The test results also showed the group of wells contained dozens of other contaminants, including low levels of chemicals known to cause cancer and heavy metals that exceed the agency’s “trigger level” and could lead to illness if consumed over an extended period of time. The EPA’s assurances suggest that the substances detected do not violate specific drinking water standards, but no such standards exist for some of the contaminants and some experts said the agency should have acknowledged that they were detected at all.

Read more…

UPDATE: I had to add this list of chemicals in the Dimock Fractini.
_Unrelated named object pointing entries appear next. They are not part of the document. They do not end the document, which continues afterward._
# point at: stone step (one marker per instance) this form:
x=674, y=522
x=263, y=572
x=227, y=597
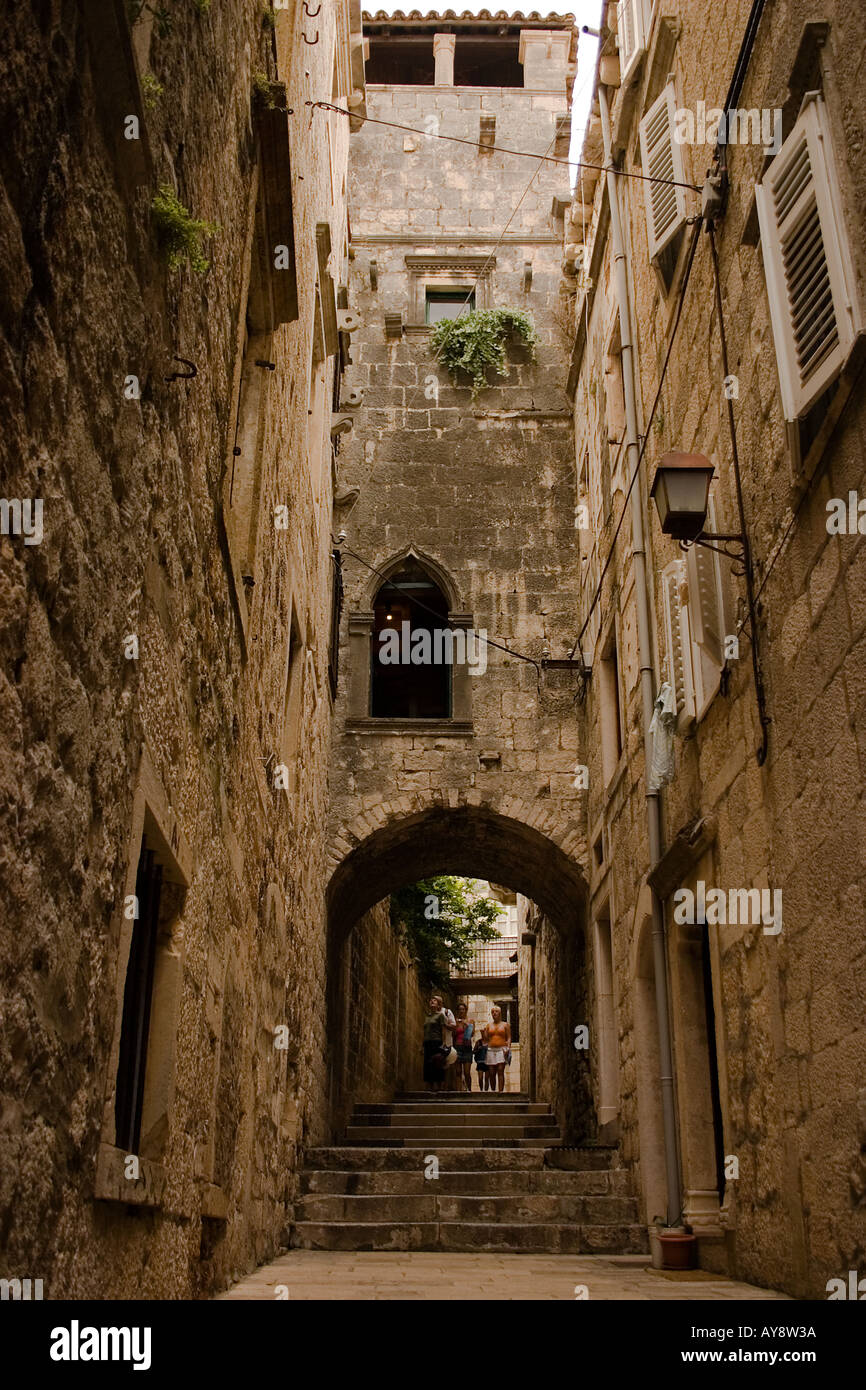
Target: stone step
x=491, y=1183
x=456, y=1134
x=519, y=1237
x=483, y=1108
x=499, y=1119
x=439, y=1207
x=449, y=1097
x=469, y=1158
Among the other substances detected at low levels in Dimock’s water are a suite of chemicals known to come from some sort of hydrocarbon substance, such as diesel fuel or roofing tar. They include anthracene, fluoranthene, pyrene and benzo(a)pyrene– all substances described by a branch of the Centers for Disease Control and Prevention as cancer-causing even in very small amounts. Chromium, aluminum, lead and other metals were also detected, as were chlorides, salts, bromium and strontium, minerals that can occur naturally but are often associated with natural gas drilling.